Johnson adds: "If, as a young batter, you can't tap into him for help, who are you going to tap into? We're talking about how we play on difficult wickets, he was one of the best at it. Everything that he can give to those young players is gold dust."
So, it pleased him when the squad first started in the Merchant Taylors' marquee that net sessions appeared to leave his batters as mentally knackered as his bowlers were physically weary. "It was actually draining having to concentrate that much with the ball zipping around. That's what we wanted – difficult net sessions."
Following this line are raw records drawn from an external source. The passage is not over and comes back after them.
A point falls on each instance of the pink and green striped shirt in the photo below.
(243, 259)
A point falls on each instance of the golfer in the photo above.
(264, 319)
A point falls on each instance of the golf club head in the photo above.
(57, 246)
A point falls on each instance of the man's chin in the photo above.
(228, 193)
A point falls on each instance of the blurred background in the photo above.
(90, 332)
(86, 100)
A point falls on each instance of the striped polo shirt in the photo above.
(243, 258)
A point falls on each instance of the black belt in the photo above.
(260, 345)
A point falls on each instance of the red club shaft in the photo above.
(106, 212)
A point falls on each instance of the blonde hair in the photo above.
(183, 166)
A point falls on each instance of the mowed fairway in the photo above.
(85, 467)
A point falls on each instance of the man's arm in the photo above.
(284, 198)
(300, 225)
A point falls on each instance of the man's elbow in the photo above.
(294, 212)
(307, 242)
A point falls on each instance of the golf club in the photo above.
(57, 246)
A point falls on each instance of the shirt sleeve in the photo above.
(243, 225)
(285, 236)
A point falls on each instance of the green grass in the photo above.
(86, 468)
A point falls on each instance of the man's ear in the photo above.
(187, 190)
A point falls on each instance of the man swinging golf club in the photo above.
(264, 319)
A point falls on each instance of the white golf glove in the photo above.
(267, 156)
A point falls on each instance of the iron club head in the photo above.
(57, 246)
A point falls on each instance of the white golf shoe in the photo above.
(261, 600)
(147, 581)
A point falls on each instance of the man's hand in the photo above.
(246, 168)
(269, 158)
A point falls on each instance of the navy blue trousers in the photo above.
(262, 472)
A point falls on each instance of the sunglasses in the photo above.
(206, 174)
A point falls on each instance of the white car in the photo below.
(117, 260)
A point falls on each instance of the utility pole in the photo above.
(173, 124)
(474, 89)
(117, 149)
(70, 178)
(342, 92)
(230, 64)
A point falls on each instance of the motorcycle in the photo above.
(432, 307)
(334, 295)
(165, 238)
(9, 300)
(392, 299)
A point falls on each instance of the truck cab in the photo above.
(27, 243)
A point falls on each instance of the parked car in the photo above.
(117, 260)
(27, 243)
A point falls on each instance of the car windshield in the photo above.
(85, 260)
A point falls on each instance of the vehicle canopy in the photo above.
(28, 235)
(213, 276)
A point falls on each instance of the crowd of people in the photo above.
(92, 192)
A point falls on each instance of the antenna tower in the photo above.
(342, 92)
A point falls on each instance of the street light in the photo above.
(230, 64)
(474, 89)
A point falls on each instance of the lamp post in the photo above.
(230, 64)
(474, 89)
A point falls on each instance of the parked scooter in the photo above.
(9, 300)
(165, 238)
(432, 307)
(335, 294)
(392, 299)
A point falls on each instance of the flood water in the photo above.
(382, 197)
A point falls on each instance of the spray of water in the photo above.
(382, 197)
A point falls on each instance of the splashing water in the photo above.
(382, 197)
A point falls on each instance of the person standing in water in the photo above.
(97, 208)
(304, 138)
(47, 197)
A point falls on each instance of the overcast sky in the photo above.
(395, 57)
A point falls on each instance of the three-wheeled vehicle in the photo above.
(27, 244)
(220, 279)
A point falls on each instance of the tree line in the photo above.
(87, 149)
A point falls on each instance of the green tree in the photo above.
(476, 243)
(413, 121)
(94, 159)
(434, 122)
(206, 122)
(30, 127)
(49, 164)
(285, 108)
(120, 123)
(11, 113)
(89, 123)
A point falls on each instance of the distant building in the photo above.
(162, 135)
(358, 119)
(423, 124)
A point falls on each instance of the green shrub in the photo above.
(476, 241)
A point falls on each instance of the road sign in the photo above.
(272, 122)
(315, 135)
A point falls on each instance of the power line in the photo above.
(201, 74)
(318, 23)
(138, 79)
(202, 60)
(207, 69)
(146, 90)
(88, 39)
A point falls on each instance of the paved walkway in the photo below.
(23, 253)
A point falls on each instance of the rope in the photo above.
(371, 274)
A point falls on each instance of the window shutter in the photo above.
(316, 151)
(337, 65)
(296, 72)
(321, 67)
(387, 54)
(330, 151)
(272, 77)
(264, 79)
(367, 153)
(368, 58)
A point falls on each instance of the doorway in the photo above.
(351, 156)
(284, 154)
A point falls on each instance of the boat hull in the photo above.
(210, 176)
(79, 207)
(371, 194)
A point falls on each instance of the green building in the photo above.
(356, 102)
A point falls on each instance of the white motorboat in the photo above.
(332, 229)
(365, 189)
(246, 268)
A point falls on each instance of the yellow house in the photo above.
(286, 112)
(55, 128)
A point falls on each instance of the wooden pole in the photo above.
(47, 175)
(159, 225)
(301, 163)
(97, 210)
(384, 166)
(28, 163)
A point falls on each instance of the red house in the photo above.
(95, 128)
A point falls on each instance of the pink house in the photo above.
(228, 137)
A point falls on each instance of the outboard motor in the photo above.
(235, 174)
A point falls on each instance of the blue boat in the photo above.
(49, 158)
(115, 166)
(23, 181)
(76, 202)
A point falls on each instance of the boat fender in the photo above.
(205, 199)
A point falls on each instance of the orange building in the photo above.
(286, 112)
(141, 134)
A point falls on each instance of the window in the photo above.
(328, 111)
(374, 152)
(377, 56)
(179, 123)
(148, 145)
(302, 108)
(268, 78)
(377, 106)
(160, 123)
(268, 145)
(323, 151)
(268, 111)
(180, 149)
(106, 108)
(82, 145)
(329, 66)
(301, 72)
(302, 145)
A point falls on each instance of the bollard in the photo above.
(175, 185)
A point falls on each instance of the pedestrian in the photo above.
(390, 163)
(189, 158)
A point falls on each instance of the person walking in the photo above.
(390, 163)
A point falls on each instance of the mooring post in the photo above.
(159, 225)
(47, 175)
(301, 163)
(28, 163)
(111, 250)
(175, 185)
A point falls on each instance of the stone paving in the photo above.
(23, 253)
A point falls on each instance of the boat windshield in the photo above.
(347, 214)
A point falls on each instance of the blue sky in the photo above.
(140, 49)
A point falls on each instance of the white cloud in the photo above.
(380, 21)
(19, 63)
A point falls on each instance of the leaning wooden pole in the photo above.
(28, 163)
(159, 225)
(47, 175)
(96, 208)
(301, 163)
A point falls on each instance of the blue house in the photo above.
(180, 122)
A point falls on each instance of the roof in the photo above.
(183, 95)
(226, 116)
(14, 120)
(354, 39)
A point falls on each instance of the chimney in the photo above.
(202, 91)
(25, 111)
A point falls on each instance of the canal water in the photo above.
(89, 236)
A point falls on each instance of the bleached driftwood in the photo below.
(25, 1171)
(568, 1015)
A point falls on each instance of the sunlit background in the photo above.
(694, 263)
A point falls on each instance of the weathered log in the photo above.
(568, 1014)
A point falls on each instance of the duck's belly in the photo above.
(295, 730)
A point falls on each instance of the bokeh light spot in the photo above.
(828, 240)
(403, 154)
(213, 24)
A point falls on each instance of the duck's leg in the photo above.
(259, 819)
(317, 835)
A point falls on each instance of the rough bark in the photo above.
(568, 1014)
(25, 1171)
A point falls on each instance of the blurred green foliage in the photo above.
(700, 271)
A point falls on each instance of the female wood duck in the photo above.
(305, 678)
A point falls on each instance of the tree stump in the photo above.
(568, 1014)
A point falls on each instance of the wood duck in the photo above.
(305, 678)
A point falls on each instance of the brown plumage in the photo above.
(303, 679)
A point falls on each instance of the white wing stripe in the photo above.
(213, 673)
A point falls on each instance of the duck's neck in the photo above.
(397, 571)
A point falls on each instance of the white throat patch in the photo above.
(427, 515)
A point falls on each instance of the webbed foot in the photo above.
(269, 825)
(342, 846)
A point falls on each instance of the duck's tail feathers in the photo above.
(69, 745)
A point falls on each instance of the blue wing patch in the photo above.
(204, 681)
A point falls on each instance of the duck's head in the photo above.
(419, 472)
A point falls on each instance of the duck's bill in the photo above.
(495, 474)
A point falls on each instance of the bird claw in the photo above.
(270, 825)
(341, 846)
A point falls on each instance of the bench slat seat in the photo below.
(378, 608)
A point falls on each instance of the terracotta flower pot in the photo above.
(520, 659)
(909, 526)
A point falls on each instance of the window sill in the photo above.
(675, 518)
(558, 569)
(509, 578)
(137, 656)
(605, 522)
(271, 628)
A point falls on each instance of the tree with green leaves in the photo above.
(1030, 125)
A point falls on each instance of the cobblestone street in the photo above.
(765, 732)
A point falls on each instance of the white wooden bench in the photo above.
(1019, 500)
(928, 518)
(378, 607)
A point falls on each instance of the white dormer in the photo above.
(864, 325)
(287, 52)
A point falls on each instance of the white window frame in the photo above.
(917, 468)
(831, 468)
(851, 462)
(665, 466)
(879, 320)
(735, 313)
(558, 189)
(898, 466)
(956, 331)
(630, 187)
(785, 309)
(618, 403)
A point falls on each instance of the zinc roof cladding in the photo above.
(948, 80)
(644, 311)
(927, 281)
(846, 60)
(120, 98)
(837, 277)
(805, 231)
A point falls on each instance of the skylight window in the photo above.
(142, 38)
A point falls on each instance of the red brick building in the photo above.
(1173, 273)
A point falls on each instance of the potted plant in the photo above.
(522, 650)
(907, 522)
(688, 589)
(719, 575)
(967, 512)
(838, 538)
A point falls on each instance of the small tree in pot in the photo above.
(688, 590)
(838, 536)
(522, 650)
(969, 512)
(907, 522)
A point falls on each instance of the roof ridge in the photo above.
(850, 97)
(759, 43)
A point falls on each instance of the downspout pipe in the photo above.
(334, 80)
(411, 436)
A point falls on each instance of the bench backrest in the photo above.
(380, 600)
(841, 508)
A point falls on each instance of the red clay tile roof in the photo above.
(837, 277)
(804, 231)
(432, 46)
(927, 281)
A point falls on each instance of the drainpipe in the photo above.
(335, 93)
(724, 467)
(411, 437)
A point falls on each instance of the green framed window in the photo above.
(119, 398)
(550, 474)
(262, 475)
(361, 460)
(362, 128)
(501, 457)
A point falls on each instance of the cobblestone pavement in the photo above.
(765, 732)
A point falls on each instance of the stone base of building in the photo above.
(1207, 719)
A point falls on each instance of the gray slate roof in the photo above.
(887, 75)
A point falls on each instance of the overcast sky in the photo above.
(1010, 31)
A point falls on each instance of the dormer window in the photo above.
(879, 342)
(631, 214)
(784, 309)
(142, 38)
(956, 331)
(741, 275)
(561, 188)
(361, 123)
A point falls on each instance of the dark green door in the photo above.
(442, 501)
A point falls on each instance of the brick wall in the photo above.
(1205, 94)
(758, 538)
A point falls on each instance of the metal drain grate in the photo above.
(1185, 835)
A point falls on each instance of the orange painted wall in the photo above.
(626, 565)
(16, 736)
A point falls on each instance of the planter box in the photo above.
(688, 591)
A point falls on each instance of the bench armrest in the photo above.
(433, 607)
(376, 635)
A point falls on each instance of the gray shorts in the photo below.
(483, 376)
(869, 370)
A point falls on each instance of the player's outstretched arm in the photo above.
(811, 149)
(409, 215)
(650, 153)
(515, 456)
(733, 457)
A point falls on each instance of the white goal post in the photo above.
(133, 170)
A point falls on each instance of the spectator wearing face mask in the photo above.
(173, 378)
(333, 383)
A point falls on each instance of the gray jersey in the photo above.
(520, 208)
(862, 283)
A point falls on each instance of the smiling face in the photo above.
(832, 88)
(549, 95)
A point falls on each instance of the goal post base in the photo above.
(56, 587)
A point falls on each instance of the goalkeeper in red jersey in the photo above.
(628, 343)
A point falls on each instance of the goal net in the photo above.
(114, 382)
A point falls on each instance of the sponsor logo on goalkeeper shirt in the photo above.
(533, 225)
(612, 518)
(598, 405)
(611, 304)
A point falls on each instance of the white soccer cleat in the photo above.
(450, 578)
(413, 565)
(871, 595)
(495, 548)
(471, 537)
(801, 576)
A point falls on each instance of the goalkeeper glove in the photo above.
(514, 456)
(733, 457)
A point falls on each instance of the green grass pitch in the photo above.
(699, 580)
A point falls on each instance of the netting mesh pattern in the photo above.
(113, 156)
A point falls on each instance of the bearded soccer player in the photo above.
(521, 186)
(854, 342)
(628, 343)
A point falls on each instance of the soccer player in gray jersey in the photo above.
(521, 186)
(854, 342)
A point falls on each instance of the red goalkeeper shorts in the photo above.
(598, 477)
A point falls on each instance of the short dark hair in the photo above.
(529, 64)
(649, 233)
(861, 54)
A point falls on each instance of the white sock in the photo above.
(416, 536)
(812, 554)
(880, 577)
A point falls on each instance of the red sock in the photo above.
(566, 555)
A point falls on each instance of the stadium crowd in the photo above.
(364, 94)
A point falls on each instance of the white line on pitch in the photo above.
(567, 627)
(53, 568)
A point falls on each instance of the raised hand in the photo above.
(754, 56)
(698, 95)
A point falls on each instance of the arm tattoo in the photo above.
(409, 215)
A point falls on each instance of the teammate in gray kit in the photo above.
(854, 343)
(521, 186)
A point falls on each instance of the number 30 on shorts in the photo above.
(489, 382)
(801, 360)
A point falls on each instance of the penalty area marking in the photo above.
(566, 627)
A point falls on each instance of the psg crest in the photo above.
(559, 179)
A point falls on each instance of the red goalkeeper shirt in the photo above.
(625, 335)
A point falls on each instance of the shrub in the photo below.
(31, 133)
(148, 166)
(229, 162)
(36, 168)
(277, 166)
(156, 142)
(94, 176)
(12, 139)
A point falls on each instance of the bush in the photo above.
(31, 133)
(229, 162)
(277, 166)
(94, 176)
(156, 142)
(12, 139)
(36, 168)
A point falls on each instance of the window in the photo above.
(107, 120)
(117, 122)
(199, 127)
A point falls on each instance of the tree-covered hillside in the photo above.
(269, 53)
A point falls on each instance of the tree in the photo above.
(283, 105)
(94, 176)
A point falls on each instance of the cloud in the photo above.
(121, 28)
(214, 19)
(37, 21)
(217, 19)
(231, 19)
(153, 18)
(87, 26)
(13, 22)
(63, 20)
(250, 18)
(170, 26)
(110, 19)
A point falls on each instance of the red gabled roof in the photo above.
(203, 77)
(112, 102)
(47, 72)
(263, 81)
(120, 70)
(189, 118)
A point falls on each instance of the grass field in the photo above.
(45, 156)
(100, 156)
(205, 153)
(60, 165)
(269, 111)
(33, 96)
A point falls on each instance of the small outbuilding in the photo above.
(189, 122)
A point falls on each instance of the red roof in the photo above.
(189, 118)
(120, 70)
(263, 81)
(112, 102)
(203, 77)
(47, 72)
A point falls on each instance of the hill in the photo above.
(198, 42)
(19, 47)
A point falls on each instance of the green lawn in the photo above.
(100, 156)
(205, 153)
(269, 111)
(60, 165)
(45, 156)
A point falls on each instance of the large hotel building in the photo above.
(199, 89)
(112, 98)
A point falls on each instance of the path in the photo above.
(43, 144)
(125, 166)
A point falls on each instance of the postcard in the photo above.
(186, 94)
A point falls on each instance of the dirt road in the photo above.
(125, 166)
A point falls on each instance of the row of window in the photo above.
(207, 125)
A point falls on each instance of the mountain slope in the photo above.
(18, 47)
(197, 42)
Yet, in contrast to these recent struggles, when Johnson was bowling coach for Middlesex's title-winning team in 2016, they drew 10 times, didn't lose once and averaged three batting bonus points per game.
Those were the glory days: "Very much a well-thought-out five-year programme to try and win something."
It began before that, with Middlesex second-bottom of Division Two in 2010. A year later, they were promoted as champions. And then, incremental progress: they were the third-best team in the land by 2012, fifth in 2013, seventh in 2014 and second in 2015.
"So, things don't happen overnight," he stresses. "We have to work out how we win games in the second division to get promoted. Once we're in the first division, it's the same process. Your initial thought is how to stay in the division to build the confidence to win games and to learn how to do that. It is different cricket. Second division cricket is very difficult to get out of: you have to win a lot of games to get promoted."
The arrival of Shaheen Shah Afridi will help in that regard, while Peter Handscomb is due a more fruitful summer than the last. Murtagh and Bamber shared 110 wickets last year, while Robson and Mark Stoneman are one of the better opening pairs on the circuit. Four straight wins late last season were evidence that shoots of recovery were beginning to sprout.
"But you don't just get rid of four or five years of underperforming overnight. Performances at the end of last season will definitely help, one hundred per cent, though there is still what I would call a scarring there. But we've got a very talented young group, we've got very good senior players. We need to bring those two together.
"But importantly when we cross the line, it's learning how to win again consistently."
Parallels to the past are clear, and this time – belatedly – it's Johnson's turn to shape Middlesex's future.